Shaaya gives a practical checklist for evaluating whether a target is actually worth pursuing. He wants to see a business that is stable, still growing, and not dependent on a stressed founder holding everything together. He wants leadership depth beyond the founder, credible financial visibility, and documentation that captures how the business actually runs.
That documentation matters more than owners often think. Standard operating procedures, repeatable systems, and usable internal knowledge are signals that the company can survive personnel changes and absorb integration pressure. If everything important lives inside one or two people, the buyer is inheriting fragility.
He also emphasizes quality of earnings and proper diligence. Numbers that look fine at a headline level still need to be tested. Buyers should not rely on surface-level financials alone when the acquisition will materially affect capital, risk, and future strategy.
To keep the decision process disciplined, Shaaya outlines a four-part framework: thesis, target, diligence, and integration.
Thesis means defining why the acquisition should happen at all. What problem is it solving? What acceleration does it create? Why now?
Target means deciding what a good fit actually looks like before a search begins. That includes non-starters, revenue expectations, margin expectations, geography, industry fit, and other traits that separate a serious opportunity from a distraction.
Diligence means doing the homework.

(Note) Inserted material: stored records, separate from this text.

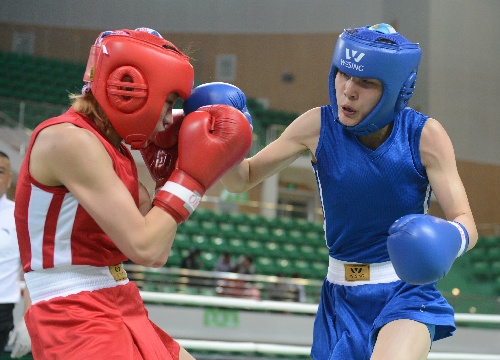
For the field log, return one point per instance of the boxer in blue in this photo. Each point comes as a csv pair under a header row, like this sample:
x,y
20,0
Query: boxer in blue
x,y
376,162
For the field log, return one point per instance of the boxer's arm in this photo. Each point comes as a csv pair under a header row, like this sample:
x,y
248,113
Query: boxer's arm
x,y
74,157
438,157
299,137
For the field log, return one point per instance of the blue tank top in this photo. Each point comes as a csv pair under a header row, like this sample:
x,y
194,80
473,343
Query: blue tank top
x,y
364,191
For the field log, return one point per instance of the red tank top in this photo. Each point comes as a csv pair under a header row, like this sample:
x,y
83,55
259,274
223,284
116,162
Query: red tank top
x,y
53,229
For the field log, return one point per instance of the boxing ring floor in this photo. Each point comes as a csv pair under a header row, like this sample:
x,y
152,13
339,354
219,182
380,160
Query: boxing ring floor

Financial diligence, legal diligence, and business diligence should all pressure-test the story.
Integration means deciding how value will actually be captured after the closing. If no one has an answer there, the process is incomplete.
Another useful theme in Shaaya’s session is that value is not created at closing. It is created through what the combined business can do afterward. That can mean scale, stronger margins, wider geographic reach, better market positioning, or a more attractive profile for the next buyer.
In that sense, an acquisition can increase enterprise value by making the combined company larger, more profitable, more diversified, and more interesting to future strategic or private equity buyers. But that only happens if the acquisition strengthens the whole. Otherwise, the buyer has simply purchased more complexity.
Shaaya also touches on acquisition financing and keeps the message disciplined. Whether capital comes from buyer equity, bank debt, SBA financing, or seller financing, the owner still has to avoid overextending the company. Financing can create leverage, but it does not fix a weak thesis or poor integration plan.
For general SBA guidance, see Buy an existing business or franchise, Merge and acquire businesses, and the SBA’s 7(a) loans overview.
Shaaya’s talk brings discipline to the acquisition conversation. If you want to buy well, define your thesis, know your target, pressure-test the numbers, and take integration seriously. If you want to sell well someday, build the kind of company a disciplined buyer would actually want to inherit.
It is one of the most practical sessions in the event because it turns “buy” into something more rigorous than enthusiasm and more useful than surface-level deal talk.